133
VSS snap of volumes hosted on dynamic disks in the Windows Guest : The vm-snapshot-with-quiesce CLI
and the XenServer VSS hardware provider do not support snapshots of volumes hosted on dynamic disks
on the Windows VM.
Coping with machine failures
This section provides details of how to recover from various failure scenarios. All failure recovery scenarios
require the use of one or more of the backup types listed in the section called “Backups”.

Member failures

In the absence of HA, master nodes detect the failures of members by receiving regular heartbeat messages.
If no heartbeat has been received for 200 seconds, the master assumes the member is dead. There are
two ways to recover from this problem:
Repair the dead host (e.g.. by physically rebooting it). When the connection to the member is restored,
the master will mark the member as alive again.
Shutdown the host and instruct the master to forget about the member node using the xe host-forget CLI
command.
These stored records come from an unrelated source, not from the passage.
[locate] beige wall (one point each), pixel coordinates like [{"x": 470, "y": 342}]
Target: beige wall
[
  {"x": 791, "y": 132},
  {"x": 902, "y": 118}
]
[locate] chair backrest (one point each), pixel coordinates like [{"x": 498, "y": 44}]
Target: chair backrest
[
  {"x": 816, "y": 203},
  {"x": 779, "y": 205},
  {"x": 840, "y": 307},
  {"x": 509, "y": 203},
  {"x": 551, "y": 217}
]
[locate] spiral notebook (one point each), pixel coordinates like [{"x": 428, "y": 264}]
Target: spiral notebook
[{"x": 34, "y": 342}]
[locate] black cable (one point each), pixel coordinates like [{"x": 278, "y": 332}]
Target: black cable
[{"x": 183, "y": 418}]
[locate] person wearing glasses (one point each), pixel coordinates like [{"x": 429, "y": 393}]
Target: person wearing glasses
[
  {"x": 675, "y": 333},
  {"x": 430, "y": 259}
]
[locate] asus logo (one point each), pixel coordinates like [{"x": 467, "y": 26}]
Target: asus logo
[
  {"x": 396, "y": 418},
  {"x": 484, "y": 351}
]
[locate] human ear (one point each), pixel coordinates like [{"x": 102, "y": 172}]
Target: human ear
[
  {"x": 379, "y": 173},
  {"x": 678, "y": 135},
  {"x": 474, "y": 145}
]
Once the member has been forgotten, all the VMs which were running there will be marked
as offline and can be restarted on other XenServer hosts. Note it is very important to ensure that the
XenServer host is actually offline, otherwise VM data corruption might occur. Be careful not to split your
pool into multiple pools of a single host by using xe host-forget , since this could result in them all
mapping the same shared storage and corrupting VM data.
Warning:
If you are going to use the forgotten host as a XenServer host again, perform a fresh installation of the
XenServer software.
Do not use xe host-forget command if HA is enabled on the pool. Disable HA first, then forget the host,
and then re-enable HA.
When a member XenServer host fails, there may be VMs still registered in the running state. If you are sure
that the member XenServer host is definitely down, and that the VMs have not been brought up on another
XenServer host in the pool, use the xe vm-reset-powerstate CLI command to set the power state of the
VMs to halted. See the section called “vm-reset-powerstate” for more details.
Warning:
Incorrect use of this command can lead to data corruption. Only use this command if absolutely necessary.

Master failures

Every member of a resource pool contains all the information necessary to take over the role of master if
required. When a master node fails, the following sequence of events occurs:
1. If HA is enabled, another master is elected automatically.
2. If HA is not enabled, each member will wait for the master to return.
If the master comes back up at this point, it re-establishes communication with its members, and operation
returns to normal.
If the master is really dead, choose one of the members and run the command xe pool-emergency-
transition-to-master on it. Once it has become the master, run the command xe pool-recover-slaves
and the members will now point to the new master.